Among the hundreds of thousands of people evacuated from low-lying areas this week due to the arrival of the cyclone, were covid-19 patients. In Mumbai, 580 patients from makeshift care centers were transferred to various hospitals on Friday and Saturday, according to the city’s municipal administration.
However, at the time, cases in India were still relatively low, less than 10,000 a day, and the country was emerging from strict lockdown.
This time, India is the global epicenter of the pandemic. Its healthcare system has collapsed and patients continue to die from shortages of oxygen and other supplies. The government is more fragile and under greater scrutiny than before, as it struggles to contain the outbreak and faces strong criticism both at home and abroad.
And the cyclone could be just the harbinger of more disasters to come, as India’s months-long monsoon season approaches.
A terrible double whammy
More than 200,000 people from Gujarat have been evacuated from coastal areas, Chief State Minister Vijay Rupani said on Monday.
More than 2,435 villages were without electricity, although 484 have already recovered it.
Storm surges of up to 4 meters could cause significant coastal flooding in the region, the IMD warned. Ahmedabad, the most populous city in Gujarat, could see about 102mm of rainfall in the next 24 to 48 hours, more than its average January-June rainfall.
Thousands of people in Kerala and Karnataka are seeking refuge in emergency camps, with many houses damaged by extreme weather, according to the chief ministers of both states.
India’s National Disaster Response Force (NDRF) has deployed more than 100 teams to six coastal states to assist efforts on the ground. The Indian Army has also been deployed; on Tuesday, the Navy said it had rescued 177 people from a barge that sank in an oil field off the coast of Mumbai.
The cyclone, which continues to the north, is also having an impact on the pandemic relief effort.
One hundred of the 400 covid-19 hospitals in Gujarat lost access to power, Rupani said on Tuesday. All hospitals have standby generators, but these devices failed in four hospitals, leaving them without power.
Authorities are working to repair the affected generators, Rupani said. Vaccinations have been suspended throughout Gujarat.
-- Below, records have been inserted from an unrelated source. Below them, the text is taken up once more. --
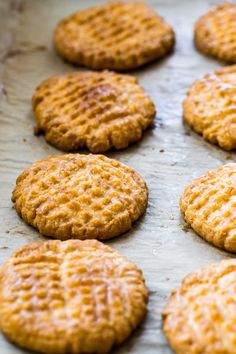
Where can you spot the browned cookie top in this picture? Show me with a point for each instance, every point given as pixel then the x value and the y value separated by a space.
pixel 99 111
pixel 118 35
pixel 80 196
pixel 210 107
pixel 70 297
pixel 209 206
pixel 215 32
pixel 200 316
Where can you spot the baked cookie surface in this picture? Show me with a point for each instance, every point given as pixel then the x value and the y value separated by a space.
pixel 117 35
pixel 80 196
pixel 200 315
pixel 99 111
pixel 215 32
pixel 210 107
pixel 70 297
pixel 209 206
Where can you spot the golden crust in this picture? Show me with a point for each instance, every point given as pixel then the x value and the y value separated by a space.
pixel 97 110
pixel 200 316
pixel 210 107
pixel 209 206
pixel 117 35
pixel 80 196
pixel 70 297
pixel 215 32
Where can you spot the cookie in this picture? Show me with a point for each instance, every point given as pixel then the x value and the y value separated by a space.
pixel 118 35
pixel 210 107
pixel 200 315
pixel 215 32
pixel 70 297
pixel 99 111
pixel 80 196
pixel 209 206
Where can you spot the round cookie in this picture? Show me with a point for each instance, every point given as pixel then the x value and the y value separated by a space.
pixel 99 111
pixel 215 32
pixel 210 107
pixel 118 35
pixel 70 297
pixel 80 196
pixel 200 315
pixel 209 206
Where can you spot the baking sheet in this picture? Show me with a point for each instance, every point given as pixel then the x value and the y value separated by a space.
pixel 168 157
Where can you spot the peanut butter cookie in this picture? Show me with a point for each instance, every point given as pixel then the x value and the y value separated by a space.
pixel 209 206
pixel 200 315
pixel 80 196
pixel 99 111
pixel 70 297
pixel 118 35
pixel 210 107
pixel 215 32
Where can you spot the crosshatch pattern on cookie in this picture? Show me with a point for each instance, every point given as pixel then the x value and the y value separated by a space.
pixel 80 196
pixel 94 110
pixel 215 32
pixel 200 314
pixel 73 296
pixel 210 107
pixel 209 206
pixel 117 35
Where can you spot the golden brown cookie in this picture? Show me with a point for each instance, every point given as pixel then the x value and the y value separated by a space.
pixel 215 32
pixel 70 297
pixel 80 196
pixel 200 315
pixel 209 206
pixel 95 110
pixel 210 107
pixel 118 35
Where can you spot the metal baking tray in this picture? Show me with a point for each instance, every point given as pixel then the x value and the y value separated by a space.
pixel 168 157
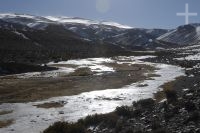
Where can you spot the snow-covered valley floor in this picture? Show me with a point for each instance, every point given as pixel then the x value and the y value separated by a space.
pixel 29 118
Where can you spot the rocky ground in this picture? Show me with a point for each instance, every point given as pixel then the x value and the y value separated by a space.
pixel 175 111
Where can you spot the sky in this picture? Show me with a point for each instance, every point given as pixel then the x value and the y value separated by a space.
pixel 135 13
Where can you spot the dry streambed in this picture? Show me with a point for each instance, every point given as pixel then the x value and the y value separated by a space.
pixel 96 85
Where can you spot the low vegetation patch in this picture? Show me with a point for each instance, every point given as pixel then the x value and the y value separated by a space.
pixel 5 123
pixel 64 127
pixel 5 112
pixel 50 105
pixel 85 71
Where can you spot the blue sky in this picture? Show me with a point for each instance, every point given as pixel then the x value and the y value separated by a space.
pixel 136 13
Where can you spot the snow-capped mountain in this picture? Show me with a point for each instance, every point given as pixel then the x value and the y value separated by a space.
pixel 183 35
pixel 32 21
pixel 88 30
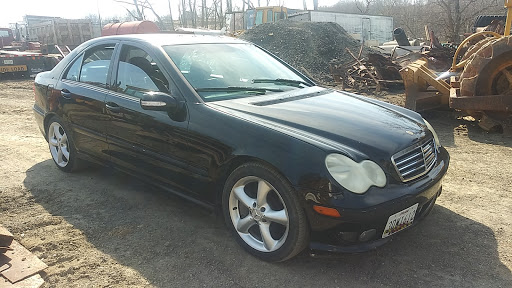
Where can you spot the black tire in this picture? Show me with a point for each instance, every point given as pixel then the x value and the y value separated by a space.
pixel 63 152
pixel 292 237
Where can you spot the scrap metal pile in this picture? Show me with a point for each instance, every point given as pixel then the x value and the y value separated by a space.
pixel 376 72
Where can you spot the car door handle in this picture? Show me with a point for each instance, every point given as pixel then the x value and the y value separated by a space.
pixel 113 107
pixel 65 94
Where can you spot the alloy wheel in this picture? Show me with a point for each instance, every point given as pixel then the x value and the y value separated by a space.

“The big concern was the covid,” he said. “The oxygen we produce has been transported to our hospitals, but we also have to send oxygen to other states like Maharashtra, Rajasthan, Delhi, Haryana, etc.”
Oxygen production continues even during the cyclone, he said.
“This cyclone is a terrible double whammy for millions of people in India, whose families have been affected by infections and record deaths from covid,” said Udaya Regmi, head of the International Federation of Red Cross and Media Societies. Red Moon for South Asia, in a statement on Monday.
“Many families are barely staying afloat,” he added.
A curfew was already in effect in 36 cities in Gujarat as part of the covid restrictions. It was scheduled to end on Tuesday, but has now been extended for three more days because of the cyclone, Rupani said.
The impending monsoon season is one more complication. Every year, heavy monsoon rains begin in June and last until early fall, replenishing the water reserves that farmers depend on to feed their crops.
But the rains also constantly overwhelm flood control systems and cause significant damage in the worst affected areas.
The monsoon season has become more intense over the years as climate change has made the weather more extreme and unpredictable. In 2018, hundreds of people died in Kerala state alone due to the floods in August. In 2019, more than 1,600 people died across the country during the monsoon season.
A study published earlier this year He suggested that for every degree Celsius of global warming, India’s monsoon rains are likely to increase by 5%, meaning more “chaotic” monsoon seasons.
Although the start of this year’s monsoon season is scheduled for June 1, it could be anticipated due to the landfall of Cyclone Tauktae and changing winds, according to CNN meteorologists.